Cérémonie un peu plus étoffée ce 11 novembre... le monument du cimetière n'a pas été oublié cette fois, donc il y a eu cortège et fanfare pour rejoindre la mairie... au grand dam de quelques automobilistes piégés par le défilé... Difficile de ne pas marcher au pas, cela demande un plus grand effort de concentration que de se laisser porter par le "une-deux".
Au cimetière, la place manquait et certains assistants se sont retrouvés parmi les tombes. Sur certaines d'entre-elles le nom, la photo voire le lieu ou ils sont tombés rappellent au passant la masse des citoyens sacrifiés au nom de la France. Rien que pour eux, le 11 novembre doit rester célébré, rester férié, rester un pivot du rite républicain. On ne va pas passer ces 1,4 millions de morts par la trappe, ni l'espoir de paix que la majorité des survivants portaient. Bien sûr, il y aura toujours de initiatives bancales, comme celle d'inviter la chancelière allemande sur la tombe du soldat inconnu, acte plus humiliant qu'autre chose pour elle, mais l'histoire fera facilement le tri entre les "coups de com" et les gestes vraiment révélateurs. L'entreprise sakozienne de la journée n'est que de l'aproximation d'ignorantin, facilement pardonnable car insignifiante, le pire serait que cela tombe dans l'oubli...
04 novembre 2009
identité nationale, un rien nauséabond
Avec tout le tintamarre sur la question... et un zeste d'intérêt personnel, je suis allé jeter un oeil sur la vitrine
de Môssieur Besson. Les questions proposées ne laissent pas d'équivoque, pas un mot sur la citoyenneté, aucune mention de valeurs démocratiques et émancipatrices, pas une valeur humaniste, mais un martellement du mot National et français. Plein d'indices qui mettent la puce à l'oreille de plus d'un féru d'histoire.

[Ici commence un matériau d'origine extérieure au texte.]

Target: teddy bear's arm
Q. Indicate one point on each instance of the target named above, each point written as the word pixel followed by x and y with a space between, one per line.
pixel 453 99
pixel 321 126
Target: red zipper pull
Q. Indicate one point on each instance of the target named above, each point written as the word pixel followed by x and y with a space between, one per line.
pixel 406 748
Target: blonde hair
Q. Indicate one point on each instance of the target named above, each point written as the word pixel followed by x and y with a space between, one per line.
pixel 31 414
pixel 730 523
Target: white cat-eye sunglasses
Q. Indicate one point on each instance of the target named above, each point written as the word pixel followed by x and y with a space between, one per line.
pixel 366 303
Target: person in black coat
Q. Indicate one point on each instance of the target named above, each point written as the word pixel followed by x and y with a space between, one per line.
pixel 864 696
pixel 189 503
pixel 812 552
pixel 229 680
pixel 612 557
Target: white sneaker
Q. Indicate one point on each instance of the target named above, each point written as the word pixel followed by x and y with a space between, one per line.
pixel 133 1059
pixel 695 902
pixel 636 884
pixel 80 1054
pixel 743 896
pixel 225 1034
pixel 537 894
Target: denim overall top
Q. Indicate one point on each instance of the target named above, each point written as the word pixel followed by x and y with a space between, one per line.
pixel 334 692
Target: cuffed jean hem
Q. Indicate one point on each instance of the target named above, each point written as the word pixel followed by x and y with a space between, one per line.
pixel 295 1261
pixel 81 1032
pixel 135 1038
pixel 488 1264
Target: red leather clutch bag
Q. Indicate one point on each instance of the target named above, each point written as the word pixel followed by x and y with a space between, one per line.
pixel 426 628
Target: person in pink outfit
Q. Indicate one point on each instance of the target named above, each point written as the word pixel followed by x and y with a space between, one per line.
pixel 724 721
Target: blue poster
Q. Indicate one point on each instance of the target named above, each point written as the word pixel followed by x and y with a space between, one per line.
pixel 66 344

Les guest-star qui s'expriment, Fillon, Copé et Arno Klarsfeld, ne représentent que de l'allégeance à Sarkozy. Enfin la grande majorité des avis filtrés par les fonctionnaires de l'identité nationale (ne trouvez vous pas que le nom de cette administration fait très "rétro") sentent..- je veux être gentil cette fois- le bleu horizon des zinc du café du commerce.
Si ce n'était qu'une mascarade ce serait simplement risible, mais au fond c'est tragique. A jongler ainsi avec de la matière brune, en être éclaboussé, comme là, n'est que le plus petit dommage, le risque le plus sûr, c'est d'en être submergé. Il y a danger dans cette entreprise, voilà pourquoi il faut non seulement s'abstenir d'y collaborer, mais y résister en la combattant.
Si L'État pose ce genre de question, il montre qu'il tourne le dos aux valeurs républicaines essentielles. Je comprends maintenant pourquoi notre devise parait tout pâle sur ce site, elle ferait tache, elle s'évanouit.
26 octobre 2009
diversion en terrain fangeux
Le "Caïus détritus" du gouvernement, le très deshonorable Eric Besson ne trouve rien de mieux que d'annoncer "un grand débat" sur l'identité nationale... Il n'a rien de mieux à faire le traite de service ? Qui va donc se rendre dans les préfectures pour s'épancher à ce propos, pas moi. Les aigris seront plus enclins à se déplacer que le tout-venant... Il existe bien d'autres défouloirs, des tribunes de stade par esemple, nous en trouverons tous. Mais pour faire le point sur la question, le procédé proposé est bien léger, à moins qu'on veuille vraiment faire dans le genre démago...
Môsieur Pasqua, quintescence de l'honnéteté... intellectuelle, avait, en son temps, organisé une bien belle chose. Il avait réunit une commission de sages sur la nationalité, dont les conclusions ont été empreintes d'une acuité reconnue de tous, et avec lesquelles il s'est torché pour faire voter une loi abjecte sur laquelle on est revenu depuis (merci Jospin).
Une belle construction n'avait pu empêcher d'inventer des lois ineptes et imbéciles. Le monsieur pire du gouvernement va surement nous étonner dans ce registre... A quoi cela va-t-il aboutir, mes pronostics sont très, très sombres. Il y a des relents de "reconstruction nationale" qui fleurent bon la pastille Vichy.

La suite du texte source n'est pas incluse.